In a brief statement, Mr. Ackman said that while Netflix's plans to change its business model made sense, investing in the company felt too risky.

"While Netflix's business is essentially straightforward to grasp, we have lost faith in our ability to estimate the company's prospects with a sufficient degree of certainty in light of recent developments," he said.

Netflix reported in a trading update on Tuesday that its overall number of subscribers fell by 200,000 in the first three months of 2022, falling short of its goal.

It also predicted that two million more people would leave the service in the three months leading up to July.

Some analysts have warned that the streaming behemoth has run out of easy ways to grow after a period of hyper-expansion during the pandemic.

Squeezed consumers are cutting back on streaming services to save money, while some feel there is too much content to choose from amid an avalanche of competition from rivals such as Disney and Amazon.

"Netflix's wider problem, along with the rest of the sector is that consumers don't have unlimited funds and that one or two subscriptions are usually enough," said Michael Hewson, an analyst at CMC Markets.

"Once you move above that something has to give in a cost-of-living crisis, and while Netflix is still the market leader, it doesn't have the deeper pockets of Apple, Amazon, or Disney, which makes it much more vulnerable to a margin squeeze."

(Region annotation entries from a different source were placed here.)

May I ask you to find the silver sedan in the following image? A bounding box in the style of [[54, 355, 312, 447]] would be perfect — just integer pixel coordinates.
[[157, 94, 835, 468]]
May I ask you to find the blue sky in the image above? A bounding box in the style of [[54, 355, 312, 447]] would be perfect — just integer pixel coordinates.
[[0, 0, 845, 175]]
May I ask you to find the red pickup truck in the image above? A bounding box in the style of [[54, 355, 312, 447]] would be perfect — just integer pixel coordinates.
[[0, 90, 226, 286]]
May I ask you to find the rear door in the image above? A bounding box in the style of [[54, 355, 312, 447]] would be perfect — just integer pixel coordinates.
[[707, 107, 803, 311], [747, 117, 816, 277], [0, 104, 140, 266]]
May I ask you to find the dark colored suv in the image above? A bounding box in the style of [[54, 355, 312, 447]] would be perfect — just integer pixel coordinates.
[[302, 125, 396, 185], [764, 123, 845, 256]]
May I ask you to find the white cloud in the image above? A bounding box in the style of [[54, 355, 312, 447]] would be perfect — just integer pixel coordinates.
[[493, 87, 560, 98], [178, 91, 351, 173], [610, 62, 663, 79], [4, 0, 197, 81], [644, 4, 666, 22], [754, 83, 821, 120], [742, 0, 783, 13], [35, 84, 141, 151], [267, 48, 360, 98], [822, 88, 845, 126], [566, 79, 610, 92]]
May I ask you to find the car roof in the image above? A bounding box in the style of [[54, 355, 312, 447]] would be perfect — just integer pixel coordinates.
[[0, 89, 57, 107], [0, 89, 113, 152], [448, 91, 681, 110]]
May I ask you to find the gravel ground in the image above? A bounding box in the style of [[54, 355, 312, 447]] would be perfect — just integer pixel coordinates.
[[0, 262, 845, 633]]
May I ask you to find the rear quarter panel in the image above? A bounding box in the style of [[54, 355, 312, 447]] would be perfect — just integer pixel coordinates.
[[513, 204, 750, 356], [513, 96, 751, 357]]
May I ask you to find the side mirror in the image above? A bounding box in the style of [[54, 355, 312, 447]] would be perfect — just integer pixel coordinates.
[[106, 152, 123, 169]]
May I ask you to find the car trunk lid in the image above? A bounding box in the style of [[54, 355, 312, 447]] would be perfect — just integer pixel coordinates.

However, Julian Aquilina, a senior TV analyst at media research firm Enders Analysis, believes it is incorrect to dismiss the company.

"The streaming market is evolving, and people's high expectations for Netflix are being re-evaluated.

"However, because of its dominant position, I believe it will continue to be the market leader." Netflix will not be the first option for consumers who want to cancel their membership."

He went on to say that the company had recently raised its prices, "which always results in a loss in subscribers but also means it makes more revenue per user."

With over 220 million subscribers, Netflix remains the world's most popular streaming service.

It is increasingly producing its content and shows such as the Crown, Bridgerton, and Squid Game have been global hits.

The company had been growing its subscriber base in quarters without interruption since October 2011, but it confessed on Tuesday that it was losing consumers to competitors and struggled to expand due to password sharing.

They also claimed that a move to hike rates in important areas cost it 600,000 subscribers in North America alone, as well as 700,000 in Russia due to the Ukraine crisis.

Despite the difficulties, income increased by 9.8% to $7.8 billion (£6 billion) in the first three months of the year, compared to the same period last year.

Profits dropped more than 6% to $1.6 billion, indicating a downturn from previous quarters.